Education is an investment. While some are not able to make a financial investment in education, it is an investment that has proven to pay itself off. According to “The Demographics of Wealth,” the cycle of poverty can be broken with more education after high school. The study shows that someone with a high school diploma has a 1 in 18 chance of becoming a millionaire, which is a sizable chance provided they are striving to achieve that goal. However, the chances increase to 1 in 4.6 with a postsecondary education—a much larger probability.[1]

What if you are not trying to become a millionaire? What if you just want to get out of poverty? Well, education is directly linked to higher wages and better paying jobs. The US Census Bureau reports that the poverty rates for people over the age of 25 who had a bachelor’s degree was 5% while those who did not finish high school was at 29%. Higher education leads to a stable income, and with more income, you can make economic decisions that include but are not limited to investments that build wealth, completely breaking the cycle of poverty for you and future generations.

While higher education is an essential component in alleviating poverty, educating yourself about how your personal finances work and how your finances can grow is just as important as obtaining a college or professional degree. Education is wide-ranging, so it is essential to learn as much as you can about managing your income to save, invest, and generate wealth to escape poverty.

 

The Impact of Postsecondary Education on Income

In the United States, current generations are having trouble keeping up with the income of their predecessors. The chances of out-earning our parents is decreasing because higher education is not made accessible to everyone.

Educational achievement has an impact on income—the higher your education level, the higher your income. In 2009, statistics showed that “people with professional degrees earned 6x as much as people who did not graduate from high school.”[2] Additionally, unemployment rates are significantly higher for people who complete high school but do not go on to college.

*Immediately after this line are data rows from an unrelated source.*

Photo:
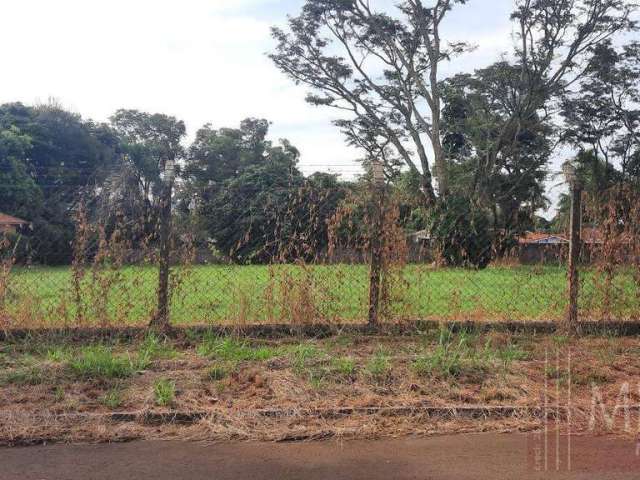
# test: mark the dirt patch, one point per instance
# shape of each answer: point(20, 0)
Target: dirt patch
point(225, 387)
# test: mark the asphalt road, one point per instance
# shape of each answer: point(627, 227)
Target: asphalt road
point(460, 457)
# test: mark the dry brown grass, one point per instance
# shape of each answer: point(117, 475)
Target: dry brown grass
point(285, 398)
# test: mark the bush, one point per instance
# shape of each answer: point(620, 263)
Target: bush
point(164, 392)
point(461, 233)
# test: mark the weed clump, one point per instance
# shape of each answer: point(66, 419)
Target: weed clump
point(164, 392)
point(99, 363)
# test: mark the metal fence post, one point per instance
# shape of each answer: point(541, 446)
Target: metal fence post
point(574, 246)
point(376, 243)
point(161, 319)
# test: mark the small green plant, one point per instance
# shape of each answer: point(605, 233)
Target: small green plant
point(217, 373)
point(164, 392)
point(344, 366)
point(155, 347)
point(453, 356)
point(317, 377)
point(113, 398)
point(302, 355)
point(231, 349)
point(99, 362)
point(59, 394)
point(23, 376)
point(510, 354)
point(378, 367)
point(560, 339)
point(59, 354)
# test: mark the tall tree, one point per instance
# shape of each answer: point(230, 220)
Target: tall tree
point(151, 145)
point(55, 158)
point(386, 71)
point(386, 74)
point(602, 113)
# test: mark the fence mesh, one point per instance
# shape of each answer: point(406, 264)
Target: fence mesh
point(312, 278)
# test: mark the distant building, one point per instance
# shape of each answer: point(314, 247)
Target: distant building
point(9, 224)
point(541, 238)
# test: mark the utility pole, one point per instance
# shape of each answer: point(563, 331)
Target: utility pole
point(575, 245)
point(161, 319)
point(376, 243)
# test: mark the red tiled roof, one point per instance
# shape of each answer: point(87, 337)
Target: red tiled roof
point(9, 220)
point(539, 237)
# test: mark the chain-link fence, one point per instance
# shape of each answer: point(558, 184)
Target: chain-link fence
point(360, 265)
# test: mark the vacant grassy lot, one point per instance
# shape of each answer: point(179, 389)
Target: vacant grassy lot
point(57, 388)
point(337, 293)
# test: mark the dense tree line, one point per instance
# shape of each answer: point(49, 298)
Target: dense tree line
point(242, 196)
point(479, 143)
point(467, 157)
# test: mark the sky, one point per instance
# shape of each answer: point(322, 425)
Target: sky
point(203, 61)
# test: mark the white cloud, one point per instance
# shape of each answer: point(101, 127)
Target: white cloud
point(201, 60)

According to the US Census Bureau, the unemployment rate for high school graduates in 2011 was at 14.3% compared to 4.3% for those who completed college or more. While these statistics are certainly evidence of effects on the individual, they also prove effects on the American economy too.

When unemployment rates are high for any community, they are less likely to put their money back into the economy. They simply cannot afford to do it. Conversely, educated workers have more opportunities to circulate currency. In fact, workers who earned a postsecondary education experienced upward mobility in their careers and, in turn, their incomes. Educational and training requirements are rising in steady professions. Where the high school diploma used to be expected as a qualification, now the bachelor’s degree functions as its replacement. The number of jobs requiring a postsecondary degree is on the rise, and those jobs are guaranteed to pay more.

 

[1] Boshara, Ray; Emmons, William R. and Noeth, Bryan. “The Demographics of Wealth: How Age, Education, and Race Separate Thrivers from Strugglers in Today’s Economy.” May 2015

[2] Strauss, Steven. “The Connection Between Education, Income, Inequality, and Unemployment.” Huffington Post. Jan 2012.